Cut Glass and Glass Blowing History and Development

Natural glass, like obsidian, is a dense volcanic glass, and has been used by man for millennia. To early man, obsidian glass was an extremely rare and valuable commodity, because of the way volcanic glass fractures, sharp edges occur. This inherent quality of natural cut glass was put to use and was often made into sharp spear points and blades.

Man-made rudimentary glass was made from silica sand, plant ash and lime. Over time it was discovered that if glass was heated until it became semi-liquid, it may be molded or shaped and left to cool into a solid new piece or vessel. In ancient times glass pieces were valued as a substitute for precious stones or gems.

During first century BC, the craft of melting and blowing glass into useable objects was developed. Glass pieces and items gradually became more common after the discovery of glassblowing. Objects such as vases, bottles, and cruets were mouth blown and mold blown during the Roman Empire, usually for ordinary purpose and daily use.

Common glass normally has a greenish hue. The green tint is caused by minuscule amounts of iron impurities in the sand used to make glass. Glass producers learned to make decorative and colored glass by adding metallic compounds and mineral oxides such as cobalt. Colored glass of reds, blues and greens become prevalent. After craftsmen learned to score and cut glass, they found clear glass refracted light in spectacular fashion. Thus, clear cut glass became popular, and demand for colored glass plummeted.

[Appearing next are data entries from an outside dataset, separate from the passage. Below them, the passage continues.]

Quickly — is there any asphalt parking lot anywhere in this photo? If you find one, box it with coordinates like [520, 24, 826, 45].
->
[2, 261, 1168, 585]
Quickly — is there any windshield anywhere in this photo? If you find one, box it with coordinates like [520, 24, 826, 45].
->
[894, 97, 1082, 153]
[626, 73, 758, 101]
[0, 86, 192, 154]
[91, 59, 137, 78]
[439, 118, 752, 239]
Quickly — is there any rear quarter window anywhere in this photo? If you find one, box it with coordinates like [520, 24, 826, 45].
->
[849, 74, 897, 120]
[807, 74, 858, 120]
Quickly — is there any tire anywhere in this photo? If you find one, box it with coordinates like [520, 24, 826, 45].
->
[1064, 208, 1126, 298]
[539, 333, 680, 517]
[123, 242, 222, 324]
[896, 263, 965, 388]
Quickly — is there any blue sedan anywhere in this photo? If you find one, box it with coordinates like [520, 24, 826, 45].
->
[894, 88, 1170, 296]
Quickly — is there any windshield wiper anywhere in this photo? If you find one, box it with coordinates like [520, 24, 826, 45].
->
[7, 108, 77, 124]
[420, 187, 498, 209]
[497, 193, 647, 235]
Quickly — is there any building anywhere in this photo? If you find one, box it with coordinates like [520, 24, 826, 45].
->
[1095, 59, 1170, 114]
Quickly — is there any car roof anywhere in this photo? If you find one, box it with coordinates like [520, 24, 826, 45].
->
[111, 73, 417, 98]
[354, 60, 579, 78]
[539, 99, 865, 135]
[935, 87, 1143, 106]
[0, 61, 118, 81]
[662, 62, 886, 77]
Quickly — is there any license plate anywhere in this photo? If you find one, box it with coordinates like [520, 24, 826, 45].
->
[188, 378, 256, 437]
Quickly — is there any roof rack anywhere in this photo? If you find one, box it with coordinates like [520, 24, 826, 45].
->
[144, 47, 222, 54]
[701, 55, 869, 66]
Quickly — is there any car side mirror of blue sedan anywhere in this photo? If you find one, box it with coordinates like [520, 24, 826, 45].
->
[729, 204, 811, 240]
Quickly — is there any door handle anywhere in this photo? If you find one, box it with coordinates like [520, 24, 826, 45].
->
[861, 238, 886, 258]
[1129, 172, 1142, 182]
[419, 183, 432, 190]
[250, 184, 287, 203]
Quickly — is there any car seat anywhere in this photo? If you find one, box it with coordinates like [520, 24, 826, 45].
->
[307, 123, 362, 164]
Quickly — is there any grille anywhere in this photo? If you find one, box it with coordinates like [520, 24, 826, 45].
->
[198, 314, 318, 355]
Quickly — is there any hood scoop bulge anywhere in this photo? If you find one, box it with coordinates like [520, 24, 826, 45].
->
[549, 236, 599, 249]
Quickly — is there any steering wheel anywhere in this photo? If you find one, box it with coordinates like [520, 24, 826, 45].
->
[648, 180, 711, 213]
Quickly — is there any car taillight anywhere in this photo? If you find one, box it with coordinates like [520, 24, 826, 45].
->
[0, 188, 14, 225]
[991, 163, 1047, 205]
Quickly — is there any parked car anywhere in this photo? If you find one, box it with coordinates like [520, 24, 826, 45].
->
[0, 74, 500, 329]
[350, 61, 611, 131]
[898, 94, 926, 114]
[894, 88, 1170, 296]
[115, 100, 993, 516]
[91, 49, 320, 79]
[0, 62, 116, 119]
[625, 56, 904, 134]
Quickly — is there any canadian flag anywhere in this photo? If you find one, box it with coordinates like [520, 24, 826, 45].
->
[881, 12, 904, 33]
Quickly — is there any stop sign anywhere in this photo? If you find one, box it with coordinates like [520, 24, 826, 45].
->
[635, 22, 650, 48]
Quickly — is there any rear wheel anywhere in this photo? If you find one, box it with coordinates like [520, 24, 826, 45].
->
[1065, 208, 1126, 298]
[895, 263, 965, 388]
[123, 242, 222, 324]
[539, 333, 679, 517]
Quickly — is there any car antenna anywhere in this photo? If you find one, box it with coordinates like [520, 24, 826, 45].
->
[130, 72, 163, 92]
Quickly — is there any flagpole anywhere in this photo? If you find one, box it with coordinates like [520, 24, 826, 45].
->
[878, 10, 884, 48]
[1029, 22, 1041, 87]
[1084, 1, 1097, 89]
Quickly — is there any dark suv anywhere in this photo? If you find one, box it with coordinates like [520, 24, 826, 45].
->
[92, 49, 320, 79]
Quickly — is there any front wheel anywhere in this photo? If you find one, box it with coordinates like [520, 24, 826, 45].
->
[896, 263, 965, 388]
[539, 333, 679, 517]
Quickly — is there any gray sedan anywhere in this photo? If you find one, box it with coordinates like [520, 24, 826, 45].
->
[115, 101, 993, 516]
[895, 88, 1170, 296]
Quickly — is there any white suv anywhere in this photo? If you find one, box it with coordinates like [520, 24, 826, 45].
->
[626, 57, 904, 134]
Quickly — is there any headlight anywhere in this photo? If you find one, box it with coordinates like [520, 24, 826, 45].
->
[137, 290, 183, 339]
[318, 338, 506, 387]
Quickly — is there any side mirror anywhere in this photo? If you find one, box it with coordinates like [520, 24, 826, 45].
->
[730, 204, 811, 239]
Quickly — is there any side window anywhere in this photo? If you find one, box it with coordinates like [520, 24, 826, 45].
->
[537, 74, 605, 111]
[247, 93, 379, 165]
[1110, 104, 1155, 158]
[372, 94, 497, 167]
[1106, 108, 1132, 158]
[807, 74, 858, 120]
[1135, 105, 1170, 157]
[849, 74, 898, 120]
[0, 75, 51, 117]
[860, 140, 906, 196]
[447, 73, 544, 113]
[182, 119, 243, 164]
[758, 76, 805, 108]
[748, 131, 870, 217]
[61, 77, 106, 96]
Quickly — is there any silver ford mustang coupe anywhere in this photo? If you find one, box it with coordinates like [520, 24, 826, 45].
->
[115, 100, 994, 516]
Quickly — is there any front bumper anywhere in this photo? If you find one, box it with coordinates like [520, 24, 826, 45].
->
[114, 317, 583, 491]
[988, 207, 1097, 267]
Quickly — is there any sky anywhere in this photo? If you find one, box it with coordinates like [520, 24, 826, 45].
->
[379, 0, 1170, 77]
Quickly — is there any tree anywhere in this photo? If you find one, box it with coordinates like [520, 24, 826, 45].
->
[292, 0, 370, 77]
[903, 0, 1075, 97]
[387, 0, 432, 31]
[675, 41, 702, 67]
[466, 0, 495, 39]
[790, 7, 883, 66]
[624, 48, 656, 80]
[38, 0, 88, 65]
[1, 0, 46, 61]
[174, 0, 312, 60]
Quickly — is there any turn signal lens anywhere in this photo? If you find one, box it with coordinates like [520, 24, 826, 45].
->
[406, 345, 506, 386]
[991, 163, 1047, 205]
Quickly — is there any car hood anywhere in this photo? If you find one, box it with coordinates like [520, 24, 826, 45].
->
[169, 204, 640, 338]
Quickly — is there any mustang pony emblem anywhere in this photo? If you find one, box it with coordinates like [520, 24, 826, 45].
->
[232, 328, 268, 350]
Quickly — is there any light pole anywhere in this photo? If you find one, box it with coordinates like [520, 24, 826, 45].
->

Around 1000 AD, a new development was made in glassmaking. The glass making component of soda-lime, was replaced by potash obtained from wood ashes. From this time on, glass from the northern part of Europe differed very much from that made in the Mediterranean area, where soda-lime remained in common use. Centuries later in Bohemia, ashes from beech trees were used. The production of Bohemian "forest glass" was progressively refined over the years.

During the 11th century new ways of making sheet glass came about in Germany. Glass blowers would blow spheres, and then form them into cylinders. They would cut the glass while still hot and then flatten the glass into sheets. Glass makers in Venice, Italy improved this method in 13th century. By the late 1300's there was as many as 20 glassworks in Bohemia and Moravia. The 12th century saw the arrival of stained glass production. Stained glass, another form of colored glass, was made by adding metal impurities. Church and monastery applications of stained glass can be traced back to examples that remain today, ie St. George. Bartholomew church in Kolin. A glass wall mosaic is preserved there from around 1380.

Venice became the dominant center for glassmaking during the 14th century. Here new glass making methods were developed and export trade such as mirrors, tableware, and decanters flourished. Secrets of glass making were highly guarded in Venice, but historically glass workers moved to other areas of Europe taking their knowledge and skill with them.

A technique called "the Crown glass process" was used to make glass until the mid part of the 1800s. A glassblower would spin around 9 lbs of molten glass at the end of a rod until it spread out into a flat disk nearly 5 feet across. The glass disk would then be cut into panes. Glass from Venice was highly prized for over four centuries as they managed to keep this technique secret. In 1688, a method for casting glass was invented. This led to glass and glass panes in becoming a much more common material. The glass pressing machine was invented in 1827 and facilitated mass production of relatively inexpensive glass items. The glass pioneer, William J. Blenko, is recognized as first glass producer in America to use the cylinder method of creating flat glass by the 1920s.

The Bohemian countries of Czech and Slovakia are still known today as two of the finest cut glass and cut crystal producers in the world.